Ein Tschernobyl-bedingter Schulausfall, den es praktisch nie gab, der aber theoretisch notwendig gewesen wäre, hätte über dieses Format stattfinden können.

Eine tägliche Papierflut, nach Pyramiden System, hätte dafür gesorgt, dass sich die dritten Sender mit den Schulen koordiniert hätten, womit die Aufgaben letztendlich bei den Schülern gelandet wären.

Schon damals brach das emsländische Lingen einen Messrekord

Im Mai 1986 verzeichnete eine Messstation, nahe der niederländischen Grenze einen radioaktiven Wert des 48-fachen über Normal. Kinder in Lingen gingen an diesem Tag in die Schule, während im Fernsehen das überflüssigste Fernsehen lief, dass es in der Geschichte des Fernsehens gab. Während die Kinder in der Schulen waren, wurde im Dritten Englisch, Mathematik und Chemie gelehrt.

Reboot in Corona Zeiten?

„Planet Schule“ ist heute, in Corona Zeiten, in der Mediathek des bayrischen Rundfunks abrufbar. Ein Laptop an einem Beamer lässt das Material zu jeder Zeit, für die Unterrichtsarbeit, verfügbar machen.

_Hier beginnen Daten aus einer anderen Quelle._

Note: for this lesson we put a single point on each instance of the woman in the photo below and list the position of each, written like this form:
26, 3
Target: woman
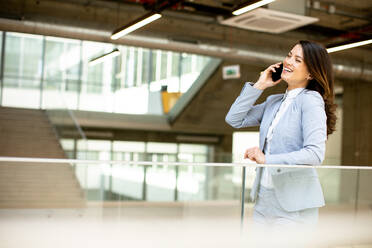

Das Programm selbst liefert allerdings nur sehr begrenzt. Es fehlt Mathematik, Chemie oder das gute alte „Englisch für Anfänger“ (was aber wiederkommen soll), mit teilweise ganz witzen Spielszenen aus dem Alltagsleben unserer britischen Nachbarn. Eine Schulen nutzen die alten Folgen, einsehbar auf Youtube, die in den Jahren 1972 bis 1988 ausgestrahlt wurden.

Rückblickend

Rückblickend fragen wir uns, ob, mit solchen Einschränkungen, die es nie gab, Tschernobyl-Leugner vor dem Brandenburger Tor aufgetaucht wären, die im Regen, demonstrativ in Sandkästen gespielt hätten. Wir werden es nie erfahren.